Tuesday, August 13, 2013

The Come-to-Jesus Meeting -- Part 2

In a previous blog entry called "Staying in Place," I wrote about a "Come-to-Jesus" meeting that went something like this...

"You will stay in place," she said, pointing at me before slapping my face.   Without warning, she turned into the exorcist.  Her voice raised and terrifying  "The Power of Christ compels you to stay here where you belong..."

Rubbing my aching cheek, I struggled to get away, but she pushed me back in my chair.   "OK, I will... I will..."  

She remained stoic in her stares.   Her eyelids unblinking.   Her eyes glaring like she was trying to bore holes in me.  "I CAN'T HEAR YOU..."

"I will...  I promise..."  I started crying.  "I promise...  I swear I will stay..."

Despite my cries of desperation, she pulled me out of the chair and pushed me onto to the floor.   "SAY IT LIKE YOU MEAN IT..."   She hovered over me, howling.  

I pulled myself into the fetal position. "OK...  I WILL..."  I shouted those words over several times, before she backed off in the victory pose.

"Damn straight you will..."

OK, I have to admit I have an overactive imagination.  It wasn't quit like that, but it felt like it.   And wasn't it more exciting to read.

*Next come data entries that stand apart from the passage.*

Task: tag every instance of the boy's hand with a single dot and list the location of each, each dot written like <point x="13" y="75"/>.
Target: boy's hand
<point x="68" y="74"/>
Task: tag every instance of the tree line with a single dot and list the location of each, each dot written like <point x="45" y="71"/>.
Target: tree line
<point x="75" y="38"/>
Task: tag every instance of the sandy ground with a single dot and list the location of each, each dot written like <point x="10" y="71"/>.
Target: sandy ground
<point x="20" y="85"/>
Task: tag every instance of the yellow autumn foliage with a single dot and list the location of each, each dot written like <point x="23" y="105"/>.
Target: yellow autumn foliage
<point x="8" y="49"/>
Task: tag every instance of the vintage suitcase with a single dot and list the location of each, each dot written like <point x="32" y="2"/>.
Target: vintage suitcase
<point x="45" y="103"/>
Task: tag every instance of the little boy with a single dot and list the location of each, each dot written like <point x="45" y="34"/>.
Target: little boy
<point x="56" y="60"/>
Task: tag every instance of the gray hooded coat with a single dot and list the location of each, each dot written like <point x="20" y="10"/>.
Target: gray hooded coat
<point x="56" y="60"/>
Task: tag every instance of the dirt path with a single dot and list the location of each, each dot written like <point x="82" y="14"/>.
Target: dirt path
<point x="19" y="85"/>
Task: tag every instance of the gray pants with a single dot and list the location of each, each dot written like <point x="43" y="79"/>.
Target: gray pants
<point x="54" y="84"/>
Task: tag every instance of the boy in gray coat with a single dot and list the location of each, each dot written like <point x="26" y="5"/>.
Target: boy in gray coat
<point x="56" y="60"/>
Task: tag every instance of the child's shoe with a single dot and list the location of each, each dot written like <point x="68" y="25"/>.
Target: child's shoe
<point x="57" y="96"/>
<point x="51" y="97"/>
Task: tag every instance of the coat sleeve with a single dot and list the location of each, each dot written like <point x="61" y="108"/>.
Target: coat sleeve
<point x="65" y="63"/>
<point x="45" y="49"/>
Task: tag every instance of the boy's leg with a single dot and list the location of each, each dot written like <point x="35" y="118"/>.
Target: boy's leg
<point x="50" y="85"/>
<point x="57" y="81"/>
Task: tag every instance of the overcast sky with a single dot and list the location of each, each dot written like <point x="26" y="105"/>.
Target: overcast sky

My meeting was necessary.  I needed it.   We covered a lot of ground.   In my previous blog post, I wrote about our conversation about staying here in the Midwest and building a life based on what I already have, but we also talked about other topics.    With possible home ownership in the near future, I feel like I've finally weighed anchor.  Of course, age played a part, too.

One topic we discussed was friends.   Personally, I think I have a diverse group of friends who like me just the way I am.  We talked about each one and what they mean to me in my life, but it also became clear that some people that I mentioned really aren't friends.  They are acquaintances.  It was a poignant conversation about the difference between the two.  Some people that I called friends weren't really friends.

Creating meaningful friendships is important to me.   I like the ones that come naturally, when you've got common interests and the conversation rolls along without the seven-minute pauses, but yet enough diversity to learn and grow from each other.  Currently, I've made some new friends, whom I've got to know one on one, and they seem to be interested in me.

I remember when my Mother died.   The funeral home was packed for the viewing and the services.  The funeral home workers were scrambling to get more chairs in the back.  From the front row, I recall turning to look out at the crowd of sad faces and thinking "My Mother's friends."   She was truly lucky to have had so many of them.   My Father's funeral didn't bring as many, but it was a one-day service and some couldn't come.  But regardless, I realized how important friends are.

I just hope someday, when I laid out, that I have as many friends as my parents did.  And hopefully, that won't be for another forty or fifty years!